I was looking into Australia, and I noticed that it’s difficult for independent older people to emograte there; the cutoff age was 45. Unless you were rich enough not to be a burden on the State. Makes sense; they don’t want to be overwhelmed. I’ve seen similar requirements for the UK. Presumably NZ is the same.
So I’d start working on that career. Or go there as a tourist and land a native.
Our family friends in NZ did it the other way around: she came to Canada as a nanny and met a Canadian. A few years ago, they moved to NZ, and now all their kids have charming NZ accents.
I agree with the first part, but On the second part, I don’t know anyone who can crush cans with their cleavage. However, YMMV.
If you want to retire to NZ, then you really need a long-term plan, because (as others have said) it gets more difficult as you get older. One possible longterm plan is to migrate to Australia now, become an Australian citizen, and then migrate to Kiwiland. (Australians and NZers can freely migrate between the two countries).
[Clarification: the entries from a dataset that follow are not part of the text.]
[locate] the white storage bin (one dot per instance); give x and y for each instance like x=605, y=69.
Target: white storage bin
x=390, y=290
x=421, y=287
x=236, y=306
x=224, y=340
Actually, I seriously started the process in 2005. (post-election depression.) There is a list of technical and other professions that can emigrate without much trouble. Being a software engineer, I would have had no trouble. At that time, NZ was accepting technical people up to age 55, compared to Australia’s 45 year old cut off.
I actually went there and even had a job offer from one of the premier software companies in NZ (NavMan – they make GPS stuff) – at a 60% cut in salary. And that’s where you may run into problems. Even skilled labor isn’t paid that well, and the cost of everyday things can sound quite outrageous (e.g., $20 for a paperback novel, $100 for a pair of Levis).
Insurance and healthcare are much less, but I don’t know if that makes up for the high cost of everyday things.
My conclusion was that I wasn’t willing to move my wife and I to relative poverty compared to my present living standard.
On the other hand, I found the people wonderful and the country itself very beautiful. If I was independently wealthy, I’d definitely consider moving there.
My husband has wanted to move to the South Island ever since we first visited in 2004. You definitely need to bring some sort of business plan/capital investment. I keep reminding him that the South Island has no need for traffic engineers (my profession).
If I had the money, I would be tempted to move, especially to the Queen Charlotte Sound district. Although it is a long way from my family in Florida, the sticking point for me would be the quarantine for pets. I could sell my horses but I would never put my black lab through six months of quarantine. Leaving him in the States would not be an option, either.